When combined with Russian-developed ion-exchange, redox-active and chelate functional groups, these lignin polymer materials offer enhanced efficiency, low manufacturing cost, minimal environmental impact over historically used technology based on styrene and divinylbenzene (DVB).
In addition to endo- and exo-genic environmental remediation, and industrial applications, the technology offers the possibility of medical applications such as reducing hemo- and entero-toxins in patients.
Redox ion-exchange polymers ("redox-ionites") and membranes possessing cation- and anion- exchange, amphoteric, complex-forming and oxidation-reduction abilities have been developed on the basis of the biocompatible synthetic and chemically modified natural polymers. In addition, developments have been made towards methods of obtaining of water-soluble and spatially cross-linked ionites of gel, macro-porous and macro-network structure.

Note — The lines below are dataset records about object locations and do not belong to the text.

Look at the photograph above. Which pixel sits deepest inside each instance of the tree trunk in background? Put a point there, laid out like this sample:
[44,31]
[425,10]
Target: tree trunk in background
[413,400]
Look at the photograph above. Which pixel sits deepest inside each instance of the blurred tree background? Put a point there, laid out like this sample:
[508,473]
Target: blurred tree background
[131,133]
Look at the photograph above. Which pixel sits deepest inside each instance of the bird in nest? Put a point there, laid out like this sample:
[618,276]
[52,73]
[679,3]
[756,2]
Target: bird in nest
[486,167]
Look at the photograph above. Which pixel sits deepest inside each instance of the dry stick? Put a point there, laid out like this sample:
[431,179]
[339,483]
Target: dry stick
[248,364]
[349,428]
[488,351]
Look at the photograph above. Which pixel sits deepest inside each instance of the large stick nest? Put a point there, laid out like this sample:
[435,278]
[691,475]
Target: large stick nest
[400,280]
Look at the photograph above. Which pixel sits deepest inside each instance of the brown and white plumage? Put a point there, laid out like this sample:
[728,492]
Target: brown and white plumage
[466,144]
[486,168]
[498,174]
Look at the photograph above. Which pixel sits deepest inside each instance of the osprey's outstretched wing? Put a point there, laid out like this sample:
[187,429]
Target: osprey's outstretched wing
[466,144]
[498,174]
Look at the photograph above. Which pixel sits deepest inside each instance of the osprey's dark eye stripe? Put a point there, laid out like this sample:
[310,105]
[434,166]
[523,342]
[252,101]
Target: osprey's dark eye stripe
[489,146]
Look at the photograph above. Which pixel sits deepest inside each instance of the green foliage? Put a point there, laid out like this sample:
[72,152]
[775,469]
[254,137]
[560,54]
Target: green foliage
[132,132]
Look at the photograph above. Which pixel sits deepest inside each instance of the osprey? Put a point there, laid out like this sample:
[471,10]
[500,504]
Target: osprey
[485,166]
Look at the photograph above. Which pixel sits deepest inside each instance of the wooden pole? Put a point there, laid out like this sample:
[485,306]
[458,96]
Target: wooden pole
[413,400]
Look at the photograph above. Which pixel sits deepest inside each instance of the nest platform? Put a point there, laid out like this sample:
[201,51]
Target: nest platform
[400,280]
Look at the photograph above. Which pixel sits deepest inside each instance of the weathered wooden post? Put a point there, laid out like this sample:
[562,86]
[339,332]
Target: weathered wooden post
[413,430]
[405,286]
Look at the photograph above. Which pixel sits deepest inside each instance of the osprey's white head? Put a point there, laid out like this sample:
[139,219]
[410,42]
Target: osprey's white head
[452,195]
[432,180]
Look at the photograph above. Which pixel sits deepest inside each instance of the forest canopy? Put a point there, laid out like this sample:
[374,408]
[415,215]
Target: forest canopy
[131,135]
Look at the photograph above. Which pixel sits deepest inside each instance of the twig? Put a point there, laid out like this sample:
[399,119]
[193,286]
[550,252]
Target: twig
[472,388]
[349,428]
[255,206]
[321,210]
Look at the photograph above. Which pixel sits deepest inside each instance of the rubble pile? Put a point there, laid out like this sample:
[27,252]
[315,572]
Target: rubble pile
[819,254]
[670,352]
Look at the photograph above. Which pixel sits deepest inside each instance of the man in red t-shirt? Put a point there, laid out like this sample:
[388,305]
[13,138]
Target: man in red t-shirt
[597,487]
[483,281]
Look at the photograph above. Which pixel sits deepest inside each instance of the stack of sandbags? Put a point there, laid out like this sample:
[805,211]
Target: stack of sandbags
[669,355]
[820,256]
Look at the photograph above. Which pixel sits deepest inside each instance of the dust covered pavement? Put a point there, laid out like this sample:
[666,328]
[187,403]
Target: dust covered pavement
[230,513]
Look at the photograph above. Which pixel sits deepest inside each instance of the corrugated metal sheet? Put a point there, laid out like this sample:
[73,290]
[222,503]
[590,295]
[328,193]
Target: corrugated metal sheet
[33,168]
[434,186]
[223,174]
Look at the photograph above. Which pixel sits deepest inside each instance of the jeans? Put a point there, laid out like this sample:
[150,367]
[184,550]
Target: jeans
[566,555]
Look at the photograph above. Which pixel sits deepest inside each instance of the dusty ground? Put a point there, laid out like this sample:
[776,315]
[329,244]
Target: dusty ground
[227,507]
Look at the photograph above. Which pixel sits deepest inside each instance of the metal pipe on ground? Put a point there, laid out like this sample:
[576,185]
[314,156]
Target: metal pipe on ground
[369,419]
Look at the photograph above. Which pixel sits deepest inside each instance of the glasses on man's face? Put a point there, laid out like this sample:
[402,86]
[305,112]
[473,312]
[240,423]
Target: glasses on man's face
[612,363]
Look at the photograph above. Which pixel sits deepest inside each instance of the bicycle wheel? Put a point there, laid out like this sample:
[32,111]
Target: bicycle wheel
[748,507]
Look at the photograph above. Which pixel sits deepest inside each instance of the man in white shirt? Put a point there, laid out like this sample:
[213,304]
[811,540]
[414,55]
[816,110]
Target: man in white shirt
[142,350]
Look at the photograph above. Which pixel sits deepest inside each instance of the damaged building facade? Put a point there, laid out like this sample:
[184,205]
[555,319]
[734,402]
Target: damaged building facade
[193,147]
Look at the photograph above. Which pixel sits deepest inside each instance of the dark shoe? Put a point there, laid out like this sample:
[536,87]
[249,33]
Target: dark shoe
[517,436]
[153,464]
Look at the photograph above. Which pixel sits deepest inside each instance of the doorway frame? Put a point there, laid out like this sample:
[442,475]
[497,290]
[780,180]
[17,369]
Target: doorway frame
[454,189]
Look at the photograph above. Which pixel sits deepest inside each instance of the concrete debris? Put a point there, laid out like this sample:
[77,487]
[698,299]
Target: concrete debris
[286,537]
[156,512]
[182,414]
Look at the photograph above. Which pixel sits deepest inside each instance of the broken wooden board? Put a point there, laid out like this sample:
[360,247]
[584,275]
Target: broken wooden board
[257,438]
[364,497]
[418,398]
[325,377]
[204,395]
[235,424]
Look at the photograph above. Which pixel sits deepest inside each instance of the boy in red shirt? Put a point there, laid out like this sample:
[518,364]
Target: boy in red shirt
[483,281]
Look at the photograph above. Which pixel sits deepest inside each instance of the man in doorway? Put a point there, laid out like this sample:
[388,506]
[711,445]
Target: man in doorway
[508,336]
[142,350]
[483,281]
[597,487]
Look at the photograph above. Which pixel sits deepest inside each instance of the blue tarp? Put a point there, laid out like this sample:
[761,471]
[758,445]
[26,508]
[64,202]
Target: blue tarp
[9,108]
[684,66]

Additionally, the presence of a large intramolecular net allows the extraction of high molecular weight organic compounds, which may be useful for the purification of medicinal preparations, extraction of toxic and pathogenic compounds from biological liquids (hemo- and enthero-sorption).

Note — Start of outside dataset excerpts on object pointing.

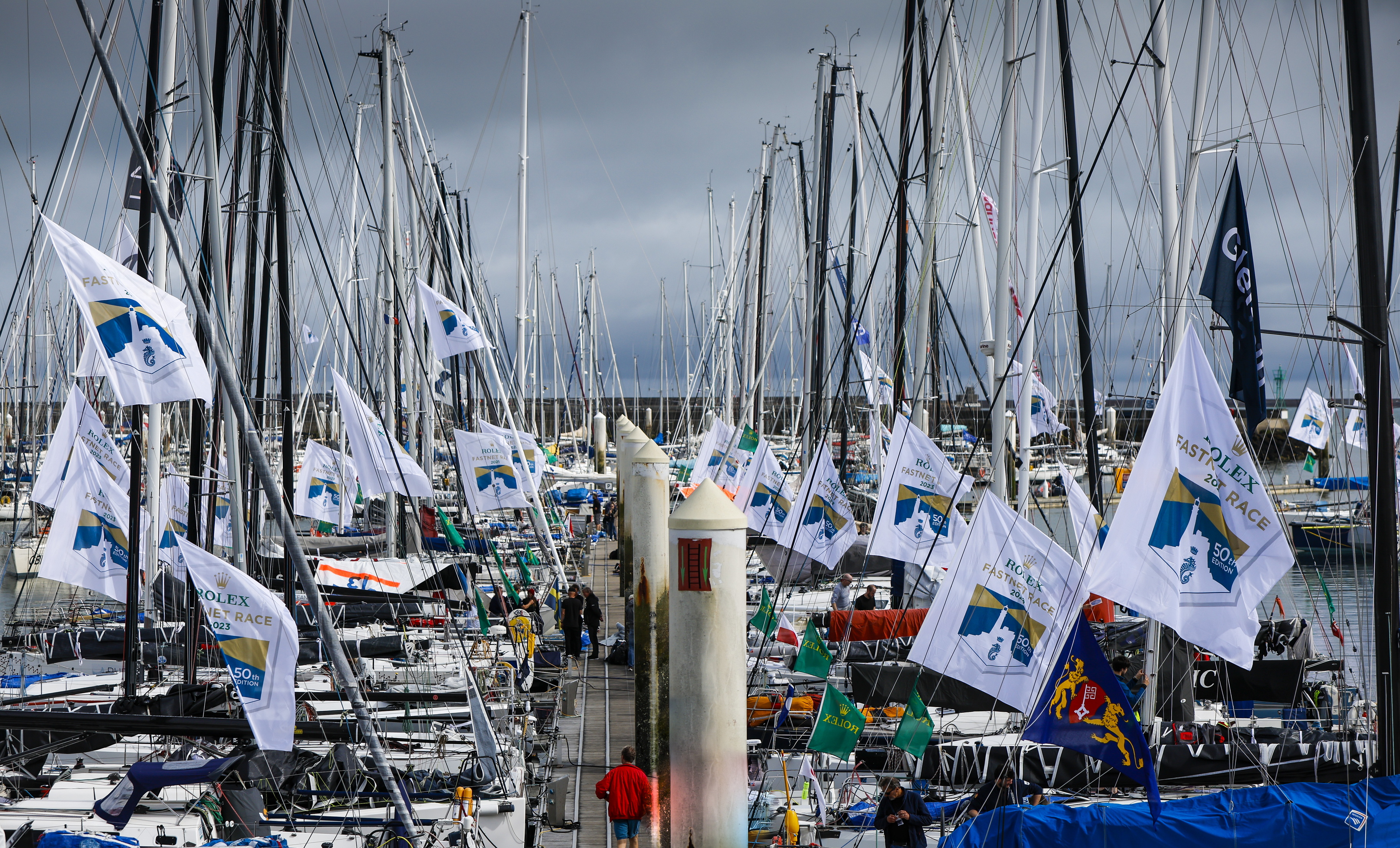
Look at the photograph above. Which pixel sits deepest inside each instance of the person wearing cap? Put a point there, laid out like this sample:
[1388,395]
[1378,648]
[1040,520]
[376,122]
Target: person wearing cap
[842,592]
[593,618]
[572,622]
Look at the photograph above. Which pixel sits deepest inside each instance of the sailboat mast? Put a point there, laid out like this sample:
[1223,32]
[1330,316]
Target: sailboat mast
[1007,228]
[521,234]
[1374,307]
[1028,356]
[390,228]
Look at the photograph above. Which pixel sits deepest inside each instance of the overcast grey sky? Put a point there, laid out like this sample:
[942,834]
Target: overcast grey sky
[637,106]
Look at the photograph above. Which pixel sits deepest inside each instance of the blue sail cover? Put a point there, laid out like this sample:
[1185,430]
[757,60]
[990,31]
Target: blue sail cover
[1312,815]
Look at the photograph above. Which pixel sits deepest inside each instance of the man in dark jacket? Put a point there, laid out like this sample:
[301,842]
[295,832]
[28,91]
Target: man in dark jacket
[902,816]
[572,622]
[593,618]
[628,794]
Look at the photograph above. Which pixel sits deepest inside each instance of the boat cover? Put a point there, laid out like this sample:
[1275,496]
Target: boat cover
[1312,815]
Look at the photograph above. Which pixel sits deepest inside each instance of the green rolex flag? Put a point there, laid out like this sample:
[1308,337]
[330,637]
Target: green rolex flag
[453,536]
[484,618]
[838,727]
[765,619]
[915,729]
[812,658]
[510,587]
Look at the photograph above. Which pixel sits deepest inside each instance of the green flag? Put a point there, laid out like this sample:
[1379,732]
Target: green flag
[915,729]
[510,587]
[765,619]
[812,658]
[838,727]
[484,618]
[453,536]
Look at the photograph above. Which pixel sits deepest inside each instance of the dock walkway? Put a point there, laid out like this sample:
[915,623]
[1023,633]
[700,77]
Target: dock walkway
[604,727]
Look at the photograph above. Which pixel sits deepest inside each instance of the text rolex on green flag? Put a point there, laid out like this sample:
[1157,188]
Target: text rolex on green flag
[915,729]
[765,619]
[839,726]
[812,658]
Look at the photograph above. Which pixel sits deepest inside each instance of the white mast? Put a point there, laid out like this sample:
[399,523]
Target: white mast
[1006,240]
[390,227]
[979,254]
[1193,159]
[1172,317]
[523,237]
[1028,347]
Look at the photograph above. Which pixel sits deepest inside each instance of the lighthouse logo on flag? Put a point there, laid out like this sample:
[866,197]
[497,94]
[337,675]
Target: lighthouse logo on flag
[831,521]
[101,544]
[1193,541]
[920,512]
[999,630]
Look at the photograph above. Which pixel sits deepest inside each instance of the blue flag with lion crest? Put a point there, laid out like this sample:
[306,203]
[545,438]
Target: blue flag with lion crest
[1084,709]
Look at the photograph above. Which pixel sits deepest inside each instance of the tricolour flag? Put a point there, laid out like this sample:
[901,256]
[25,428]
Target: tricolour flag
[916,516]
[788,631]
[1205,545]
[765,494]
[450,327]
[534,460]
[880,388]
[259,643]
[1356,431]
[1312,422]
[824,528]
[489,478]
[324,486]
[812,658]
[79,429]
[1084,710]
[381,462]
[1230,283]
[765,620]
[140,336]
[915,728]
[1041,418]
[1004,609]
[817,788]
[839,726]
[89,538]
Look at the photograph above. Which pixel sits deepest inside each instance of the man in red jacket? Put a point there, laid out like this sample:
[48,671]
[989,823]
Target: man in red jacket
[628,793]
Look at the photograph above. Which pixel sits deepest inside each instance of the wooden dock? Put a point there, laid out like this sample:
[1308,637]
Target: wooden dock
[604,727]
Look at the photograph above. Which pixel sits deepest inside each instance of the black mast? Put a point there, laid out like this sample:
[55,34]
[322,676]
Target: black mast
[1374,301]
[1081,284]
[817,418]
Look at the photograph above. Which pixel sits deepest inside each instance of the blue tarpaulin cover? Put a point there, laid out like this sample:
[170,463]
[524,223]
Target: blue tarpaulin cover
[1312,815]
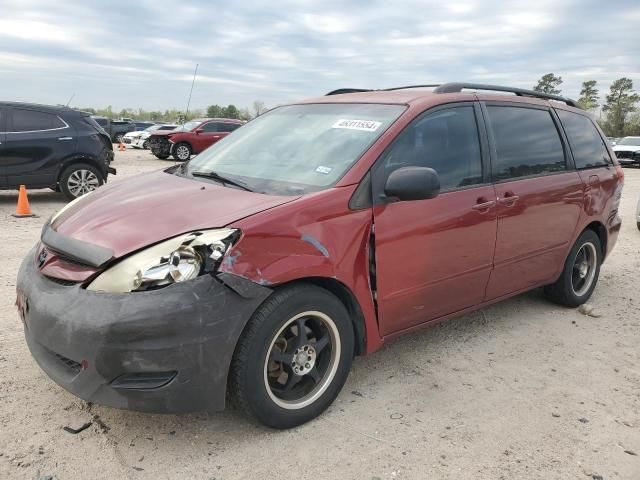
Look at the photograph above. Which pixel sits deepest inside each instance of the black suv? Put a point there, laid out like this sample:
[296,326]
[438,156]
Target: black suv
[52,147]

Compared to the current commercially available products, lignin-based sorbents are cheap, economical and use renewable natural raw materials. Lignin is currently available in large quantities and viewed as a waste by-product from the paper manufacturing industry with little practical use. Furthermore, lignin can be extracted from a variety of vegetation and from wood-processing waste materials such as sawdust. Applications span environmental, industrial, medicinal and pharmaceutical fields.
| Feature | Benefit |
|---|---|
| Lignin-based macronetwork | Cheap, environmentally friendly, stable, mild synthesis conditions, and more efficient than current styrene- and DVB- based materials |
| The size of the macro-network can be regulated | Enhanced selectivity and versatility for different pollutants and toxins. |
| Synthesis reaction conditions are mild relative to traditional exchange resins, gels and macro-porous materials | More environmentally friendly production methods, reduced cost and health risk minimization |
| Highly permeable ion-exchangers with a macro-network and fibrous structure | Improved efficiency, exchange capacity, sorption kinetics |
| Easily functionizable | Easy manipulation for versatile use on a wide variety of toxins, pollutants or rare metals in multiple applications |
Industrial applications may include:
- the extraction of organic compounds from oil,
- rare and precious metals from ores, sediments or waste emissions, or
- catalysis in the synthesis of fine organic compounds.

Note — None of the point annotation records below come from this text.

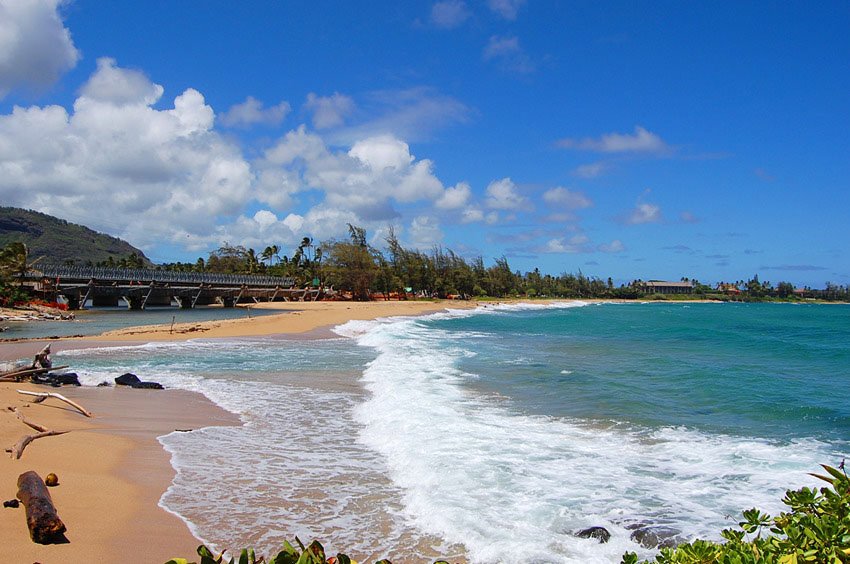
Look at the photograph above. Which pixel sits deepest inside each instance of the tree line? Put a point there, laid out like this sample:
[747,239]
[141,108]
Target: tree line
[354,267]
[364,271]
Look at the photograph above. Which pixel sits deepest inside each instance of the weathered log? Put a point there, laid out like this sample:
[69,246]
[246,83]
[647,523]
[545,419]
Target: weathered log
[60,397]
[44,524]
[36,426]
[18,448]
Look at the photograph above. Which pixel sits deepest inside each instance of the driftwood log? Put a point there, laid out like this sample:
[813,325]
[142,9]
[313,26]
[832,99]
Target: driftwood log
[44,524]
[45,395]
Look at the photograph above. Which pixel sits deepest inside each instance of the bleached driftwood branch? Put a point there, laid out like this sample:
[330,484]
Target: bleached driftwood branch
[25,421]
[45,395]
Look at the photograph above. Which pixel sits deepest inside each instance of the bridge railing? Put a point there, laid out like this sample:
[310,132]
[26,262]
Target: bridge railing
[148,275]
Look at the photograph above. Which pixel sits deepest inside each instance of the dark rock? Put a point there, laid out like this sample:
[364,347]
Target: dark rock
[147,386]
[127,379]
[67,379]
[649,536]
[599,533]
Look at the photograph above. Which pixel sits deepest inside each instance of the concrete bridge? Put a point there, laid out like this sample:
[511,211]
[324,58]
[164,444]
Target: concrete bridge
[139,288]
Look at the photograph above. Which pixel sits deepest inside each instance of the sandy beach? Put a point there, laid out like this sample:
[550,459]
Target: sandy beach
[111,469]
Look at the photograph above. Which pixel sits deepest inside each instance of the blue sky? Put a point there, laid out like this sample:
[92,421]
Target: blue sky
[648,140]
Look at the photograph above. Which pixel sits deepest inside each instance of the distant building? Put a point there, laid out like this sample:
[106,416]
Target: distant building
[662,287]
[729,289]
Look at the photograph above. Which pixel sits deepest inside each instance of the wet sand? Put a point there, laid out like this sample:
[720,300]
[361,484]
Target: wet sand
[112,470]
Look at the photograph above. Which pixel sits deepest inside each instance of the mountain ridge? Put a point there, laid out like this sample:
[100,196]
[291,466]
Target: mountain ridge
[60,241]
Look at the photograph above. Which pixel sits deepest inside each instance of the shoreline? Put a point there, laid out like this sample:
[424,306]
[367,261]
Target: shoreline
[112,469]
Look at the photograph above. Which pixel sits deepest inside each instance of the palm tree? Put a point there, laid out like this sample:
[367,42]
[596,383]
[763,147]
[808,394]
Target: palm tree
[14,261]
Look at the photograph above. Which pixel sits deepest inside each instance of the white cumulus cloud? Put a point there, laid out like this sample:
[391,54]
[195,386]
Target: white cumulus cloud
[152,169]
[502,195]
[454,197]
[644,213]
[251,112]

The use of rhenium-specific ion-exchange modified lignin as a cheaper, more efficient, rapid separation and purification of rhenium for world-wide distribution has been investigated. Similar applications for gold, platinum and other precious metals are envisioned.
Environmental applications may include the remediation of heavy metals from waste-streams, soils, waterways and discharge gases. Ionite grafting on lignin would allow efficient, cost-effective removal of heavy metals such as mercury, lead and chromium, radionuclides, and organic pollutants such as phenol and formaldehyde.
Pharmaceutical applications may include more cost-effective purification of antiseptic and antibiotic drugs. Medicinal applications may include the removal of hemo- and entero- toxins and lipid-soluble metabolites. For example, current research is proving that these materials may be used in the treatment of diabetes, or the reduction of bilirubin and cholesterol.
Already, more than half of the ion-exchange sorbents modified on lignin macro-structure have no international competition.
Materials designed to extract rhenium, platinum, bilirubin and cholesterol have been already been successfully tested in the laboratory. Some of the research has been published in peer-reviewed journals. Additional testing is required to investigate active groups needed to bind other toxins, metals and pollutants, and to understand the sorption kinetics and mechanisms of desorption/regeneration.